美文网首页
Residual layer

Residual layer

作者: 海街diary | 来源:发表于2018-02-23 22:59 被阅读532次

    1. 介绍

    Residual layer用来解决神经网络训练过程中的gradient消失或爆炸等意外情况,其效果是提供了lower bound,即很容易学到indenty function(extra layers'weight = 0)

    2 原理

    residual layer

    注意由于a[L] 和 z[L+2] 要相加合并,因此必须确保两者的height, weight, channel都相同。

    而且也并不一定非为2层,也可以为3层。

    residual layer with 3 layers

    实现如下(第1层使用1x1 conv,结合第2层,可以加快计算;因此第1层padding=valid, 第2层padding=same;此外要注意F3 = # channels of X)

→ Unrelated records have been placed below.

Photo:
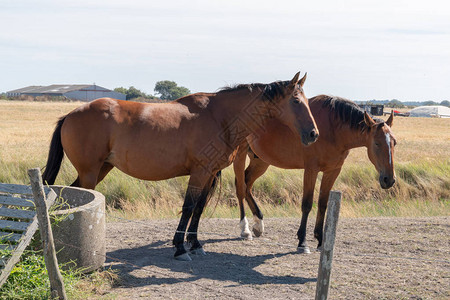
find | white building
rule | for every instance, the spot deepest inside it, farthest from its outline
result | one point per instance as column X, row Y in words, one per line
column 81, row 92
column 436, row 111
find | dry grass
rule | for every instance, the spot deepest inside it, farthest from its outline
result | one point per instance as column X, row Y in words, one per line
column 422, row 159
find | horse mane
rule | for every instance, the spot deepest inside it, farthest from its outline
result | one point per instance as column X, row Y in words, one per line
column 270, row 91
column 347, row 111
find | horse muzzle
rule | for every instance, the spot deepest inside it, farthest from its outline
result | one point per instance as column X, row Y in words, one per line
column 386, row 181
column 309, row 136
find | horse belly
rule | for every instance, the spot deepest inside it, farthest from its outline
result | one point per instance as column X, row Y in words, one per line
column 279, row 147
column 150, row 163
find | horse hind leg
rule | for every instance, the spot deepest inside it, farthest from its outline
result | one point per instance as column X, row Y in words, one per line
column 88, row 181
column 104, row 170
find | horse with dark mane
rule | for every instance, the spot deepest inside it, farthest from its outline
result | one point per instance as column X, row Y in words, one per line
column 197, row 135
column 343, row 126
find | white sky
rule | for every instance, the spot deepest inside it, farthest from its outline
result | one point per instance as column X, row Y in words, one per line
column 360, row 50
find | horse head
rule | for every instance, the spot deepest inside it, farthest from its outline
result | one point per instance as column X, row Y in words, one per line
column 296, row 113
column 380, row 149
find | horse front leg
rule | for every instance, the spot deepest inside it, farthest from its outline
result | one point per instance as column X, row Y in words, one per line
column 239, row 174
column 192, row 235
column 193, row 195
column 328, row 180
column 309, row 181
column 255, row 169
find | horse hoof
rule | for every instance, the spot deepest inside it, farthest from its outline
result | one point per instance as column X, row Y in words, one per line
column 247, row 235
column 198, row 251
column 183, row 257
column 303, row 250
column 257, row 232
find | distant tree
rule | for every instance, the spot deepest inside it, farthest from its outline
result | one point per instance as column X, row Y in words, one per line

    def identity_block(X, f, filters, stage, block):
        """
        Implementation of the identity block as defined in Figure 3
        
        Arguments:
        X -- input tensor of shape (m, n_H_prev, n_W_prev, n_C_prev)
        f -- integer, specifying the shape of the middle CONV's window for the main path
        filters -- python list of integers, defining the number of filters in the CONV layers of the main path
        stage -- integer, used to name the layers, depending on their position in the network
        block -- string/character, used to name the layers, depending on their position in the network
        
        Returns:
        X -- output of the identity block, tensor of shape (n_H, n_W, n_C)
        """
        
        # defining name basis
        conv_name_base = 'res' + str(stage) + block + '_branch'
        bn_name_base = 'bn' + str(stage) + block + '_branch'
        
        # Retrieve Filters
        F1, F2, F3 = filters
        
        # Save the input value. You'll need this later to add back to the main path. 
        X_shortcut = X
        
        # First component of main path
        X = Conv2D(filters = F1, kernel_size = (1, 1), strides = (1,1), padding = 'valid', name = conv_name_base + '2a', kernel_initializer = glorot_uniform(seed=0))(X)
        X = BatchNormalization(axis = 3, name = bn_name_base + '2a')(X)
        X = Activation('relu')(X)
        
        ### START CODE HERE ###
        
        # Second component of main path (≈3 lines)
        X = Conv2D(filters = F2, kernel_size = (f, f), strides = (1,1), padding = 'same', name = conv_name_base + '2b', kernel_initializer = glorot_uniform(seed=0))(X)
        X = BatchNormalization(axis = 3, name = bn_name_base + '2b')(X)
        X = Activation('relu')(X)
    
        # Third component of main path (≈2 lines)
        X = Conv2D(filters = F3, kernel_size = (1, 1), strides = (1,1), padding = 'valid', name = conv_name_base + '2c', kernel_initializer = glorot_uniform(seed=0))(X)
        X = BatchNormalization(axis = 3, name = bn_name_base + '2c')(X)
    
        # Final step: Add shortcut value to main path, and pass it through a RELU activation (≈2 lines)
        X = layers.add([X, X_shortcut])
        X = Activation('relu')(X)
        
        ### END CODE HERE ###
        
        return X
    

    3. 变形

    typical residual 由于输入和输出同shape,限制了其功能。但对short_path 稍作改进,即可实现convolution 功能。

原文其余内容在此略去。